City threatens legal action over driveway rented to spy agency employees

City threatens legal action over driveway rented to spy agency employees

A Beacon Hill resident says the City of Ottawa is threatening to take legal action against him if he doesn't stop renting out his unused driveway space to employees who work at the nearby headquarters of Canada's intelligence agencies.

Residents who live in the Beacon Hill-Cyrville Ward have complained to CBC News in the past that employees from the nearby headquarters of the Canadian Security Intelligence Service (CSIS) and Communications Security Establishment (CSE) park on their streets. 

Jevin Maltais said in an interview he thought he had found a solution to the persistent parking problem — and a way to earn about $400 per month — by renting out his driveway to four federal employees. 

"We had cars that were just lining both sides of the street," Maltais said. "The people who own the cars would put letters in our mailboxes saying, 'Do you have places for me to park? The city is ticketing me.'"

Notice of violation

But last week, Maltais received another letter in his mailbox, this time from the city's bylaw department. 

According to the notice of violation, dated Jan.13, Maltais is breaking the city's parking rules by renting the spots out to non-tenants or residents, and must stop by Jan. 31. "Failure to comply with notice will result in further legal action," the notice states, adding that could happen "without further notice."

In a statement, the city said it has issued four notices of violation to property owners in Beacon Hill-Cardinal Heights since Jan 1, 2019, for renting out parking spaces on their properties.

"Allowing a driveway or legal parking space for a residential use to in effect be used as a commercial parking lot would no longer be a secondary use of the land, and may lead to additional traffic and nuisance concerns in conflict with the intent of a residential area," said the city in a statement attributed to David Wise, program manager for zoning and intensification.

Residents 'scared'

Maltais said he knows at least half a dozen other people who are also renting out driveway space, but who are now feeling scared after Maltais received a notice from the city warning him he's violating a zoning bylaw.

"We were pretty surprised and disappointed to see that it's actually legal action against us," said Maltais.

Maltais said he doesn't see any downsides to renting out his own driveway, and hopes the city would consider a pilot project to allow residents to continue renting parking spots.
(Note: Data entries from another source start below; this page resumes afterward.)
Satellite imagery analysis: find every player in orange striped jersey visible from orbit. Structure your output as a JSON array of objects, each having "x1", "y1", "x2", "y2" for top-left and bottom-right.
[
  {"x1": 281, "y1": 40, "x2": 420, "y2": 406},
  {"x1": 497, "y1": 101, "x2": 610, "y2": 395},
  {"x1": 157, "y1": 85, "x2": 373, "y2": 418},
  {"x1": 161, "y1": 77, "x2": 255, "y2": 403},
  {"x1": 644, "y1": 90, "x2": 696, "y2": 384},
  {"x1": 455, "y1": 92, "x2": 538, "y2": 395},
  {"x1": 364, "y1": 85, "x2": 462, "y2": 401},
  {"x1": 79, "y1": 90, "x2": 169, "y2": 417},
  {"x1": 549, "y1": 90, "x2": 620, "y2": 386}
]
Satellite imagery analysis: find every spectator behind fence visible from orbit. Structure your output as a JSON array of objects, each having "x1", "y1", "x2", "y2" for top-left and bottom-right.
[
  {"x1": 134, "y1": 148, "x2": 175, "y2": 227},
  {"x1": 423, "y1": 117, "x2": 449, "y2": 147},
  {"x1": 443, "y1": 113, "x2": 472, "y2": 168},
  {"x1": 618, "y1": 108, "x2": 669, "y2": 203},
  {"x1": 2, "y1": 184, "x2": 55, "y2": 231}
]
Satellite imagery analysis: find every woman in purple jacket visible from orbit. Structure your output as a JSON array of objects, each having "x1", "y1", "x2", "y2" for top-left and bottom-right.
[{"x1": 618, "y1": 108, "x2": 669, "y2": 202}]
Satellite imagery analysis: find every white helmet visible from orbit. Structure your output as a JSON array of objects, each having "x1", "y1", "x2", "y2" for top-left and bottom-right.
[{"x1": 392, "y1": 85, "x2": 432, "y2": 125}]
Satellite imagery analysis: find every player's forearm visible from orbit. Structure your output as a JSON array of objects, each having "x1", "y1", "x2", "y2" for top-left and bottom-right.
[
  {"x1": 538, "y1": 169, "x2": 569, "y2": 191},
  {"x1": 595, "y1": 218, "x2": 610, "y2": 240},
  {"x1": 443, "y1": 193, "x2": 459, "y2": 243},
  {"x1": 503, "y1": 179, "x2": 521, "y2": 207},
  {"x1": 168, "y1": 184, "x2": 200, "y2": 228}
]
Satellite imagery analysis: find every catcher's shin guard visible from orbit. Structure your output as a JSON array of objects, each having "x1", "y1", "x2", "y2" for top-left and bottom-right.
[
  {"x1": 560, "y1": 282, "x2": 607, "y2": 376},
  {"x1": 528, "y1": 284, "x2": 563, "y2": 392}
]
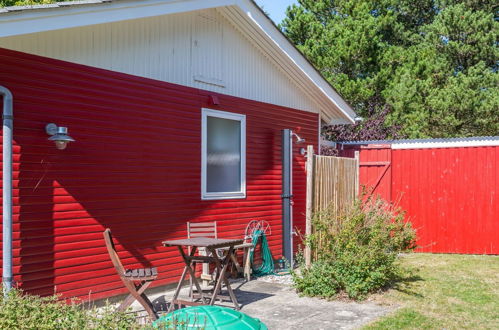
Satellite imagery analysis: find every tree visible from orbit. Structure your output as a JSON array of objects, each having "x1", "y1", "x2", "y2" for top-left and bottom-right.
[{"x1": 281, "y1": 0, "x2": 498, "y2": 139}]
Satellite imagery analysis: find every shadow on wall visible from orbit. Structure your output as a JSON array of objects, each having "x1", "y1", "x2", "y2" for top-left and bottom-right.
[
  {"x1": 15, "y1": 121, "x2": 207, "y2": 299},
  {"x1": 13, "y1": 110, "x2": 288, "y2": 301}
]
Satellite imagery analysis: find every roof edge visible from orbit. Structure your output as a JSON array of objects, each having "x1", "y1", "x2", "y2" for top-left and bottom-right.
[{"x1": 339, "y1": 136, "x2": 499, "y2": 149}]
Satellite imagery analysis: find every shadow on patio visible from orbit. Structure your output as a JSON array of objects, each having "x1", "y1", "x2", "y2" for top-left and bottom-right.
[{"x1": 127, "y1": 279, "x2": 391, "y2": 330}]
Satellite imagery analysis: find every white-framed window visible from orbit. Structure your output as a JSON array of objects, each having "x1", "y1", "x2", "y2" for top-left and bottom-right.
[{"x1": 201, "y1": 108, "x2": 246, "y2": 200}]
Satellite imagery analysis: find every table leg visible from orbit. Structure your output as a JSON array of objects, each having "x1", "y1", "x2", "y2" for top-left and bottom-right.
[
  {"x1": 168, "y1": 246, "x2": 205, "y2": 313},
  {"x1": 211, "y1": 254, "x2": 222, "y2": 299},
  {"x1": 222, "y1": 246, "x2": 240, "y2": 309},
  {"x1": 208, "y1": 246, "x2": 239, "y2": 309},
  {"x1": 179, "y1": 246, "x2": 207, "y2": 303},
  {"x1": 208, "y1": 247, "x2": 225, "y2": 305},
  {"x1": 168, "y1": 267, "x2": 188, "y2": 312},
  {"x1": 222, "y1": 271, "x2": 240, "y2": 310}
]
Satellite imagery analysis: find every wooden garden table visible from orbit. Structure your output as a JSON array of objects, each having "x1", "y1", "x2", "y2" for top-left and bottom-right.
[{"x1": 162, "y1": 237, "x2": 244, "y2": 312}]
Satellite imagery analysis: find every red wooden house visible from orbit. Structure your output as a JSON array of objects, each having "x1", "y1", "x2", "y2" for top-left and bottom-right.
[{"x1": 0, "y1": 0, "x2": 356, "y2": 300}]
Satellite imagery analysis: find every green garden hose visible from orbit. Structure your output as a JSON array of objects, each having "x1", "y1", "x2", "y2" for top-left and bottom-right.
[{"x1": 249, "y1": 229, "x2": 275, "y2": 276}]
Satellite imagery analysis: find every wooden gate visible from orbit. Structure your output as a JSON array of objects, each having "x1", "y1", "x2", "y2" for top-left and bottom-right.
[{"x1": 339, "y1": 144, "x2": 392, "y2": 200}]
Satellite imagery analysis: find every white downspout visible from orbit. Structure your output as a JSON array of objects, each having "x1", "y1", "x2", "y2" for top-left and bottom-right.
[{"x1": 1, "y1": 85, "x2": 13, "y2": 296}]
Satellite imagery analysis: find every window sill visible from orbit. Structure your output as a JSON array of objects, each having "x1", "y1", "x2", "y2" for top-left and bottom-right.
[{"x1": 201, "y1": 192, "x2": 246, "y2": 200}]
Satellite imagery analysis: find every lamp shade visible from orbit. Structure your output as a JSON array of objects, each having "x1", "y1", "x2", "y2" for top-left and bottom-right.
[
  {"x1": 47, "y1": 126, "x2": 75, "y2": 142},
  {"x1": 46, "y1": 125, "x2": 75, "y2": 150}
]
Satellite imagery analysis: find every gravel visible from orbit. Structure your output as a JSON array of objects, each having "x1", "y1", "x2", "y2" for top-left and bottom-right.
[{"x1": 255, "y1": 274, "x2": 294, "y2": 286}]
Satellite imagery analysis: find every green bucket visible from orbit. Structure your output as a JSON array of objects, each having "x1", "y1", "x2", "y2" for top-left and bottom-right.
[{"x1": 153, "y1": 306, "x2": 268, "y2": 330}]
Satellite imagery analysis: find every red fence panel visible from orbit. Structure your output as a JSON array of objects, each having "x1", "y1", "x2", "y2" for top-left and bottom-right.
[
  {"x1": 340, "y1": 140, "x2": 498, "y2": 255},
  {"x1": 392, "y1": 146, "x2": 498, "y2": 254}
]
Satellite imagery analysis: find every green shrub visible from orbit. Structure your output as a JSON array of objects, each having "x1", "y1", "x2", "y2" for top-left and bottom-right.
[
  {"x1": 0, "y1": 289, "x2": 137, "y2": 329},
  {"x1": 293, "y1": 261, "x2": 341, "y2": 298},
  {"x1": 293, "y1": 197, "x2": 416, "y2": 300}
]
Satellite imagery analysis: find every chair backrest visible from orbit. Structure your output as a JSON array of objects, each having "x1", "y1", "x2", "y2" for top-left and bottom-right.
[
  {"x1": 187, "y1": 221, "x2": 217, "y2": 239},
  {"x1": 103, "y1": 228, "x2": 126, "y2": 277}
]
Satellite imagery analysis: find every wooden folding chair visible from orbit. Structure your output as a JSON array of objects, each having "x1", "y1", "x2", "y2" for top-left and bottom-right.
[
  {"x1": 103, "y1": 229, "x2": 158, "y2": 320},
  {"x1": 186, "y1": 222, "x2": 219, "y2": 292},
  {"x1": 187, "y1": 222, "x2": 252, "y2": 283}
]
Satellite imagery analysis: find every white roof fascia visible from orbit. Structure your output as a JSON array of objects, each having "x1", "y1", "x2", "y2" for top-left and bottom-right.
[
  {"x1": 236, "y1": 0, "x2": 356, "y2": 124},
  {"x1": 0, "y1": 0, "x2": 234, "y2": 38}
]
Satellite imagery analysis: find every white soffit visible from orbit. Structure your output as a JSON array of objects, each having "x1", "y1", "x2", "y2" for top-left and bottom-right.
[{"x1": 0, "y1": 0, "x2": 356, "y2": 123}]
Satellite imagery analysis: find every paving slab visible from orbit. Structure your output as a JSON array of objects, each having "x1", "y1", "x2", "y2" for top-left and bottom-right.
[
  {"x1": 131, "y1": 279, "x2": 391, "y2": 329},
  {"x1": 234, "y1": 280, "x2": 391, "y2": 329}
]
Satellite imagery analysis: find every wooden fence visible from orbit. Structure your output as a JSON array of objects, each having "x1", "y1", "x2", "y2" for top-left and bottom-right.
[
  {"x1": 304, "y1": 146, "x2": 359, "y2": 266},
  {"x1": 312, "y1": 155, "x2": 359, "y2": 213}
]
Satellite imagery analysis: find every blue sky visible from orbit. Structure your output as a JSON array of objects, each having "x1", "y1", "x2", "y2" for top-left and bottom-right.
[{"x1": 254, "y1": 0, "x2": 298, "y2": 24}]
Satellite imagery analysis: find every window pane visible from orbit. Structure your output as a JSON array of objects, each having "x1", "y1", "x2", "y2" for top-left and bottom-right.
[{"x1": 206, "y1": 116, "x2": 241, "y2": 193}]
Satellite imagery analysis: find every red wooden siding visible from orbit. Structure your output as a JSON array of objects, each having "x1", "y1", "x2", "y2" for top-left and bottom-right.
[
  {"x1": 0, "y1": 48, "x2": 318, "y2": 300},
  {"x1": 340, "y1": 144, "x2": 498, "y2": 255}
]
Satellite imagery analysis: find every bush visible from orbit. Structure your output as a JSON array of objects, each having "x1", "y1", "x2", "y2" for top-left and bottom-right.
[
  {"x1": 0, "y1": 289, "x2": 138, "y2": 329},
  {"x1": 293, "y1": 197, "x2": 416, "y2": 300}
]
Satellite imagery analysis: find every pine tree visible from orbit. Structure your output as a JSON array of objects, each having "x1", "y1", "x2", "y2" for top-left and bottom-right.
[{"x1": 281, "y1": 0, "x2": 498, "y2": 139}]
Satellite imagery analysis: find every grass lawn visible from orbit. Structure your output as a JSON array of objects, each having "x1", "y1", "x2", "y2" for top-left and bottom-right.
[{"x1": 365, "y1": 253, "x2": 499, "y2": 330}]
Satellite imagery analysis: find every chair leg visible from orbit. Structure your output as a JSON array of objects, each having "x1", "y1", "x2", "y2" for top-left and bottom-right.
[
  {"x1": 118, "y1": 293, "x2": 135, "y2": 312},
  {"x1": 117, "y1": 280, "x2": 149, "y2": 311},
  {"x1": 200, "y1": 247, "x2": 210, "y2": 287},
  {"x1": 189, "y1": 263, "x2": 194, "y2": 300},
  {"x1": 138, "y1": 292, "x2": 157, "y2": 320},
  {"x1": 118, "y1": 279, "x2": 157, "y2": 321}
]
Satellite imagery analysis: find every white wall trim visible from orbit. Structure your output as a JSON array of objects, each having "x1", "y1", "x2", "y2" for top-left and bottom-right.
[{"x1": 201, "y1": 108, "x2": 246, "y2": 200}]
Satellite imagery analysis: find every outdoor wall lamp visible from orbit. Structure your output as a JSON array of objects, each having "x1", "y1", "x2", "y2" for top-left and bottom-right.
[{"x1": 46, "y1": 123, "x2": 75, "y2": 150}]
"We're pretty disappointed this is the city's stance on it currently, when really we've just as citizens tried to help the situation by getting the cars off the street," he said.

Backyards paved for parking

The area's city councillor said he understands the frustration, but said the rules on renting out driveways are clear.

"No municipalities allow people to be able to rent out their spots; they're not zoned that way. If they were zoned, they would have to hold a million dollars worth of commercial insurance," said Coun. Tim Tierney, who represents Beacon Hill-Cyrville.

Tierney said he knows of residents who have even paved their backyards to create parking spaces for federal workers

Jean Delisle/CBC

He said paving backyard green space also breaks provincial regulations, since it doesn't allow for proper drainage on properties.

"When it gets to the point that you're in non-compliance, you're not zoned, it goes to a provincial level, it's actually not even the city," Tierney said.

Jean Delisle/CBC

In statements to CBC, both CSIS and CSE said they remind their employees to follow municipal parking rules, and encourage them to take public transit, carpool or cycle to work. 

CSE also said it opened a new parking lot earlier this month with 400 spaces.